RCC argued that the Holding DOCA was entered into for an “improper purpose” (being entered into solely to avoid Section 32B) and believed that the court should override KCC’s creditors and terminate the DOCA, placing them right into liquidation.
Additionally, RCC and its legal team argued that entering the Holding DOA to avoid Section 32B was an abuse of process. This was the first reported challenge that tested the scope of Section 32B.
The court did not agree with RCC and held that the Holding DOCA was entered to maximise returns to creditors and as such was entered into for a proper purpose as KCC was simply organising its affairs carefully (but legally) to avoid the operation of section 32B.
Chamberlains Law Firm legal director, building and construction, Michael Terry-Whitall says that the benefits to the construction sector as a result of this decision will be significant.
“This sector faces abnormal cashflow pressure when compared to other industries. That position has become even more precarious in the current economic climate due to macroeconomic pressures affecting the supply chain, leading to significant increases in the price of materials,” he explains.
He adds that construction companies can have more confidence in pulling the trigger to appoint an administrator, knowing that doing so won’t mean a debtor can simply “shut the chequebook shut” and refuse to pay for work performed prior to the appointment.
“In essence, while the moratorium on enforcement by creditors while an entity is in administration has always operated as a ‘shield’, now the SOP Regime can be used as a ‘sword’.
“There are probably a lot of construction companies trying to decide whether to ‘trade out’ of a precarious solvency position or just pull the pin and appoint a liquidator.
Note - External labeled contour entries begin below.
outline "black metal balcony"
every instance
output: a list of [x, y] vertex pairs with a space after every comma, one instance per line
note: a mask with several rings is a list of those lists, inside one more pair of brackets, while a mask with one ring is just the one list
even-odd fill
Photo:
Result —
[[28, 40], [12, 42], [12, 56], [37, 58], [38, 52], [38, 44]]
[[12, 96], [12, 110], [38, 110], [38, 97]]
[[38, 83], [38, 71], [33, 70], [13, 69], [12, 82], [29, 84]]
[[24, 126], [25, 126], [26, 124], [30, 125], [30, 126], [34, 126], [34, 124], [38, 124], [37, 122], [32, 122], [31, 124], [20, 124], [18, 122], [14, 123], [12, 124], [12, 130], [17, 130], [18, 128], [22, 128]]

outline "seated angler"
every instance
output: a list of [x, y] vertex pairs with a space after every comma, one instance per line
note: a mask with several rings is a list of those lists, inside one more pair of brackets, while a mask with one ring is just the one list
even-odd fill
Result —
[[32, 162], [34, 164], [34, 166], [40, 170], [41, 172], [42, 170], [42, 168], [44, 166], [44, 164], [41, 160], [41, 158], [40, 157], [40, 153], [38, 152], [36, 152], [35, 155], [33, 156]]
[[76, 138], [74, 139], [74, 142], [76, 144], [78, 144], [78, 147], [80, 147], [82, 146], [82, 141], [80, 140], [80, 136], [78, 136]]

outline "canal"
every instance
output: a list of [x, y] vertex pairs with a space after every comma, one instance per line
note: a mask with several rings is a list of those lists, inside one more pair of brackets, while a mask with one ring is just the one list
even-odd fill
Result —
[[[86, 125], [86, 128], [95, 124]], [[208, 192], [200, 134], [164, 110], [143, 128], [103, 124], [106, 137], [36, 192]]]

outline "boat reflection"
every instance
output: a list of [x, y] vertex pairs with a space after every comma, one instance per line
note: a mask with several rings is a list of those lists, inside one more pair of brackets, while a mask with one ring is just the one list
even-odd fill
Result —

For all those entities they should probably now be considering implementing administration as part of their remedial business strategy.”
Adds Jirsch Sutherland partner Trent Devine: “According to the latest insolvency figures from ASIC, construction companies are the greatest casualties, which makes Court’s judgment even more relevant and timely.
“As a result, there’s a far greater chance of holding debtors to account to ensure a company is paid for the work they performed. This then has a flow-on benefit of maximising returns to creditors – increasing the prospects of a DOCA returning more to a creditor than if the company was simply wound up.”
This Supreme Court win will provide accountability if a company is about to get an invoice from an entity in administration. In turn, it will provide a better chance of recovery if owed money by an entity that enters into administration, plus it gives better prospects of a successful DOCA if a company needs to go that route.
One piece of advice Michael adds is to be very conscious of the entitlements/obligations under the SOP Act and to get ahead of cashflow difficulties by approaching an insolvency professional early (or a lawyer for Safe Harbour advice).
DISCLAIMER: This article is not legal advice and the views and comments are of a general nature only. This article is not to be relied upon as a substitute for detailed legal advice.